DEV Community

Cover image for Why AI Contracts Failed (Before FACET)
rokoss21
rokoss21

Posted on

Why AI Contracts Failed (Before FACET)

Why schemas, prompts, and validators were never enough — and why a deterministic contract layer became inevitable.


The Original Promise

From the earliest days of production LLM systems, engineers tried to impose structure:

  • JSON schemas in prompts
  • "Please respond strictly in JSON"
  • Tool definitions as docstrings
  • Output validators (Pydantic, JSON Schema, regex)

The idea was simple: treat the model as if it were a well-behaved component.

That assumption failed.

Not because engineers were careless — but because the architecture was wrong.

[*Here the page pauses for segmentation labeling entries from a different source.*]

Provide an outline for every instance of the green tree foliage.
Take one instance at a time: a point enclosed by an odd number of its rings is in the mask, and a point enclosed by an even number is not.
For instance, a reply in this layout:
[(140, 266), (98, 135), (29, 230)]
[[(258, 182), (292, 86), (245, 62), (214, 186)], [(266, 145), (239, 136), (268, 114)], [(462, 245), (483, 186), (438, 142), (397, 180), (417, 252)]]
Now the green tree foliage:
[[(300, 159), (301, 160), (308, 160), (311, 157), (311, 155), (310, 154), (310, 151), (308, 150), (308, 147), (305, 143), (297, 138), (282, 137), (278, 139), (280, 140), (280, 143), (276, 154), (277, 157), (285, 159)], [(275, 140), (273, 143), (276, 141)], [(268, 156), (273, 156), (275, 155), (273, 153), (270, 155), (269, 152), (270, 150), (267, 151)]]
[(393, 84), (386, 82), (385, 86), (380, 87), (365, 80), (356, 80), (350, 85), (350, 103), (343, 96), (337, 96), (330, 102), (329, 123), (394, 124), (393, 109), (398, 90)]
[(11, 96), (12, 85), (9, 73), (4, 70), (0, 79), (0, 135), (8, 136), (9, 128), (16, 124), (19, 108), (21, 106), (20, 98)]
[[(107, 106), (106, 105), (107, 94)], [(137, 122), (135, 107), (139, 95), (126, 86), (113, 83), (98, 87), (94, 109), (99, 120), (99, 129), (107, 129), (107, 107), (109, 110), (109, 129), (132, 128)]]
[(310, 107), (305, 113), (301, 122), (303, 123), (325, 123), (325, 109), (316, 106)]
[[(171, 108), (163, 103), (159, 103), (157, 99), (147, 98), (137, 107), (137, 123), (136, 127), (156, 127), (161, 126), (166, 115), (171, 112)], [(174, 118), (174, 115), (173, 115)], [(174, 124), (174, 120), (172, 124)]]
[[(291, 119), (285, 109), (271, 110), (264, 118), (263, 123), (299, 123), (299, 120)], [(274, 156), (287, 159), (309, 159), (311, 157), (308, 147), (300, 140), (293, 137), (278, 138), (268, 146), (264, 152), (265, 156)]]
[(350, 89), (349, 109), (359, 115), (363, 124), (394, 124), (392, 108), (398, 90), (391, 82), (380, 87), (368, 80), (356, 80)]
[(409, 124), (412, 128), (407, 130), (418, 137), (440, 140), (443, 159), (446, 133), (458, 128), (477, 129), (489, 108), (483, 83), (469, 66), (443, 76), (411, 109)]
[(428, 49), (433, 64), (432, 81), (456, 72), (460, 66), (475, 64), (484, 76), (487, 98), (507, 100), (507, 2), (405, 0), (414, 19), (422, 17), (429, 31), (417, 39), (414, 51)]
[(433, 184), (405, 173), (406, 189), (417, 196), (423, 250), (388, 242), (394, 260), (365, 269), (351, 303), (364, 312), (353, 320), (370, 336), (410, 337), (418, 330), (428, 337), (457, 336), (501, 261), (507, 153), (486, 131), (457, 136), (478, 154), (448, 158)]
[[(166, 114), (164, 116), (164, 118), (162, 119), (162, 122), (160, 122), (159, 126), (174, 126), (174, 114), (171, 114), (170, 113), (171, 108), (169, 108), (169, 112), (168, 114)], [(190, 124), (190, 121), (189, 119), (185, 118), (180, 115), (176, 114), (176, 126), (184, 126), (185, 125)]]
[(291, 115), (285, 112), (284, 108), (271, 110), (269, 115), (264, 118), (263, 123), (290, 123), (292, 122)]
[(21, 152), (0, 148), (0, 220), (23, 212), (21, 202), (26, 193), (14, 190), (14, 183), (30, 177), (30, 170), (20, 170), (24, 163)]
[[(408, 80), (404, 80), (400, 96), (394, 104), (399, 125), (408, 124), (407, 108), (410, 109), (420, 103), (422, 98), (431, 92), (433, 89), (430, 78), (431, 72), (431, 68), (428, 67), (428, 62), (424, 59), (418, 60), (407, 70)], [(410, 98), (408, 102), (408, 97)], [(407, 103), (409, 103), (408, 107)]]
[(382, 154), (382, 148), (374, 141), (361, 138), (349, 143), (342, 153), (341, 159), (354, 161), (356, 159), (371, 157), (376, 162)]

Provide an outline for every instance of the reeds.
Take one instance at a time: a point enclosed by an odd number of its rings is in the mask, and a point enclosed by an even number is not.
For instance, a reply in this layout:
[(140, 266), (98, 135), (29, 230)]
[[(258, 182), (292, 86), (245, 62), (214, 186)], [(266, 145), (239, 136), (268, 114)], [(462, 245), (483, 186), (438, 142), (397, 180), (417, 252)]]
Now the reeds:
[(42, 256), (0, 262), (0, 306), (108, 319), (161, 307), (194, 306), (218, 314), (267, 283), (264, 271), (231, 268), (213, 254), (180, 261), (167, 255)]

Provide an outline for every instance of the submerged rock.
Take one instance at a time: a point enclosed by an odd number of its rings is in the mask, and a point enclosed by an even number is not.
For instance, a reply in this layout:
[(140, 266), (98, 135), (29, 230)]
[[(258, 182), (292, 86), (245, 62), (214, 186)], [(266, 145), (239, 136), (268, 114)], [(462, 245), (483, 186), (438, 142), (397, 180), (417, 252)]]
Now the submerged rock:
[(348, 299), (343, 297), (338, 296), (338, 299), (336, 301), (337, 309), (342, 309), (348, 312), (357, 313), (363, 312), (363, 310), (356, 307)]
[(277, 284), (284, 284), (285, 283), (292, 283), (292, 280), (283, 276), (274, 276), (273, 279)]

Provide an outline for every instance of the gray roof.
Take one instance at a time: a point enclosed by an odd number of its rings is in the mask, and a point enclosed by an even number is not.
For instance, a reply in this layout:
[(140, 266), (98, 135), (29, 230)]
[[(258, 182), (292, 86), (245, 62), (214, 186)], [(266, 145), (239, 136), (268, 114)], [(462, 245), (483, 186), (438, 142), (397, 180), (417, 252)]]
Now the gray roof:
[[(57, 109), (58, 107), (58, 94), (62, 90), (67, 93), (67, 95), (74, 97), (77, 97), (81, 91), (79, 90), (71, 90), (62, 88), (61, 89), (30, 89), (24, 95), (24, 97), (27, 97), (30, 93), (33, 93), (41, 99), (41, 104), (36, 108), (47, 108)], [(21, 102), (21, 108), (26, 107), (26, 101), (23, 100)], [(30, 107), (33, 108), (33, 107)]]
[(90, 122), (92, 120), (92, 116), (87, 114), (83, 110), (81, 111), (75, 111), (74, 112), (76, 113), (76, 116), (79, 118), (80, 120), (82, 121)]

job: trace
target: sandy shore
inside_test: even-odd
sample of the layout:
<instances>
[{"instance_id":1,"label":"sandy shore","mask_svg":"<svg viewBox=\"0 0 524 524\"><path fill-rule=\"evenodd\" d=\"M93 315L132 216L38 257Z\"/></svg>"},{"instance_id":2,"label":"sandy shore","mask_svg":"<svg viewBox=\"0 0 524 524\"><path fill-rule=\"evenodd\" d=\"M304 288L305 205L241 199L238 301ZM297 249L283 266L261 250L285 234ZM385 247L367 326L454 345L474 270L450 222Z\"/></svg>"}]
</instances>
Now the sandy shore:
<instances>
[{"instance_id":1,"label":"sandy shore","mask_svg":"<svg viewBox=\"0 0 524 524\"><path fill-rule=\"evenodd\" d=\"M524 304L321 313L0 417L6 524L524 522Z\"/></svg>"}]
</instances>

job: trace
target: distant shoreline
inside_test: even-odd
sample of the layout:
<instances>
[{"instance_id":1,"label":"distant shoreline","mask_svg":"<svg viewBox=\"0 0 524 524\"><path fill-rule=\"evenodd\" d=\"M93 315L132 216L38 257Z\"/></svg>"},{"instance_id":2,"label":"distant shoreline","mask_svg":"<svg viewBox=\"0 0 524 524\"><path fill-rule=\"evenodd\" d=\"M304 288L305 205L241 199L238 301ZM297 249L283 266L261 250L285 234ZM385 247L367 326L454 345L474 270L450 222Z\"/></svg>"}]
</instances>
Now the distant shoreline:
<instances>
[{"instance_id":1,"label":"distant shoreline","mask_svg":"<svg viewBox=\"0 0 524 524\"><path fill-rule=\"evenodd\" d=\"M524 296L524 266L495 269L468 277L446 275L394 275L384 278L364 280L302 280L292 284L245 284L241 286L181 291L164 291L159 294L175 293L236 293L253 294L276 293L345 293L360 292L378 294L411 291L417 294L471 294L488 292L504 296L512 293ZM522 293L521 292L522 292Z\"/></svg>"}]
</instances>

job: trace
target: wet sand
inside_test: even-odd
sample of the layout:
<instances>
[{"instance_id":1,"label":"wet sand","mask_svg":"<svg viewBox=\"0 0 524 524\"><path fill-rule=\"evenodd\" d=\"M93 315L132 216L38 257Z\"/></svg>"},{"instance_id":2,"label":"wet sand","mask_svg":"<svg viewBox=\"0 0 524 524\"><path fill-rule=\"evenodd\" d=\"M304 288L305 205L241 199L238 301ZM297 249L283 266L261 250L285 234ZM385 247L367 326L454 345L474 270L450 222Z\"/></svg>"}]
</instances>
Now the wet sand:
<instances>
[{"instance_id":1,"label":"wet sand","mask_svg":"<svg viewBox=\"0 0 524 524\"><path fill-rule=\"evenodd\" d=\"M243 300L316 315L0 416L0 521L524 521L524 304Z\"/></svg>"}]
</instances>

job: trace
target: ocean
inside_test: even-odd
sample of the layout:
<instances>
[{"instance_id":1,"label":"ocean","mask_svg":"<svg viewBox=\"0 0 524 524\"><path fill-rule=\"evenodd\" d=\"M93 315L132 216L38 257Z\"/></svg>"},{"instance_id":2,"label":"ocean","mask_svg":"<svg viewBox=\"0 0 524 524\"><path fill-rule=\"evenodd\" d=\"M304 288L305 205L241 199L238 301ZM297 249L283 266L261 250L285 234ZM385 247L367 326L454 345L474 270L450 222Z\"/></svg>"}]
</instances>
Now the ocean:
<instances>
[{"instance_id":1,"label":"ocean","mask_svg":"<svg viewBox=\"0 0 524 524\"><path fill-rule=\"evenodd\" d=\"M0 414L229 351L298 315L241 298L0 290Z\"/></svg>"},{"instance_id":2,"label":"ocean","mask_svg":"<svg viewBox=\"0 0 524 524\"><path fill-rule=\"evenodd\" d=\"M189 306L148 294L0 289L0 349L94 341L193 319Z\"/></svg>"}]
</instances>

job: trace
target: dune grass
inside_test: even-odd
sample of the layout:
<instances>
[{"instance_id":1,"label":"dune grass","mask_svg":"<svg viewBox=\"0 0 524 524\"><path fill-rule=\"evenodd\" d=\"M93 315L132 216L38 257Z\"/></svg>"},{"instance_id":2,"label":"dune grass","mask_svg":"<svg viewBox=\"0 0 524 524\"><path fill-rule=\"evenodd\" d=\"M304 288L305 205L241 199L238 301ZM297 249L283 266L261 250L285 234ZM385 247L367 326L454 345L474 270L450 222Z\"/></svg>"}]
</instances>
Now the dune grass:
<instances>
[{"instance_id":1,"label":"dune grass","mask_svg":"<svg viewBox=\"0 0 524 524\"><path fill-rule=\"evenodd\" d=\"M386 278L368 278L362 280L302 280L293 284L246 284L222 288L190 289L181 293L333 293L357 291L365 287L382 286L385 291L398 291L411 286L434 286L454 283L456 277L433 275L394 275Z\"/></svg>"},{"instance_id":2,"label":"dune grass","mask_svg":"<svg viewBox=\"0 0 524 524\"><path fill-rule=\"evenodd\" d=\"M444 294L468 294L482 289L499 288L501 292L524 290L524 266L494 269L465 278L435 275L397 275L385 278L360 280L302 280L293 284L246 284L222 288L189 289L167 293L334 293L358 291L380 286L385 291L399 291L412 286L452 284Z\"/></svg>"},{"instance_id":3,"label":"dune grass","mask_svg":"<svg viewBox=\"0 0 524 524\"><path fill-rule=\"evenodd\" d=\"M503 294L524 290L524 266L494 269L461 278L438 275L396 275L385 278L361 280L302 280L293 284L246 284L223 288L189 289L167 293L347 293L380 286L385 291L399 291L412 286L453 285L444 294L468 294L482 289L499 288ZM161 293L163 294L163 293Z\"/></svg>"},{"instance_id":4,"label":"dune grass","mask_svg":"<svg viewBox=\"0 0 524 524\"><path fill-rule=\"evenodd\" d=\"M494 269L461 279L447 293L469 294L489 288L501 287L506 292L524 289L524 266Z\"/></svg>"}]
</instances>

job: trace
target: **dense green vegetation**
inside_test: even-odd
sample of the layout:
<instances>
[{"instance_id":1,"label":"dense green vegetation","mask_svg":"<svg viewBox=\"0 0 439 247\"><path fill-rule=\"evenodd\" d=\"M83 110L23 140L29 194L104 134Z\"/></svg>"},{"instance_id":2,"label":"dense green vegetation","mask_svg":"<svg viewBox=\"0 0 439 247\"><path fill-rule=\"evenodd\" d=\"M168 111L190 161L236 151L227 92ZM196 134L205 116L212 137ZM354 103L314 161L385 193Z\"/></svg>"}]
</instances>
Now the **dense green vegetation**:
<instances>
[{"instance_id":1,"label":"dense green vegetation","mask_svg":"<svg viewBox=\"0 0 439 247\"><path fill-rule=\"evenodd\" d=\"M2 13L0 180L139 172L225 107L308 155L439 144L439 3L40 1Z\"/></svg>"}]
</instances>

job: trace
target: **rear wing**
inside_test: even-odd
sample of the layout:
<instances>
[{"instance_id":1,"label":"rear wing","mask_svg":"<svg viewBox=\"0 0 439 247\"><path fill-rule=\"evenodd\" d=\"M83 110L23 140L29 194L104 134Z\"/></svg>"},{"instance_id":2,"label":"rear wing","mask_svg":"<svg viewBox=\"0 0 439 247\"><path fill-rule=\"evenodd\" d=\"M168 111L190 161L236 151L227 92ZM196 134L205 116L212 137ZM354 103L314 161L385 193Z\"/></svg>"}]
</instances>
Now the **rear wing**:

Failure Mode #1: Contracts Were Text, Not Enforcement

A schema inside a prompt is not a contract.

It is advice.

The model can:

  • reorder fields
  • omit required keys
  • hallucinate extra properties
  • emit partial JSON
  • switch formats mid-stream

Validation happens after generation — when the system is already corrupted.

At that point, all you can do is:

  • retry
  • truncate
  • patch
  • pray

This is not enforcement. This is damage control.


Failure Mode #2: Validation Was Post-Hoc

Most stacks adopted the same pattern:

  1. Generate text
  2. Try to parse it
  3. Fail
  4. Retry with a stronger prompt

This creates systemic problems:

  • retries amplify cost and latency
  • failures are nondeterministic
  • retry logic becomes untestable
  • agents drift between runs

A contract that fires after violation is not a contract.


Failure Mode #3: Providers Enforced Hidden Rules

LLM providers impose constraints that are:

  • undocumented
  • model-specific
  • enforced at runtime

Examples observed in production:

  • tool calls must follow a user turn (Gemini)
  • function arguments silently dropped (OpenAI)
  • tool names mutated by casing (Claude)
  • complex schemas rejected with 400/500 errors

Developers discovered these rules empirically — via failures.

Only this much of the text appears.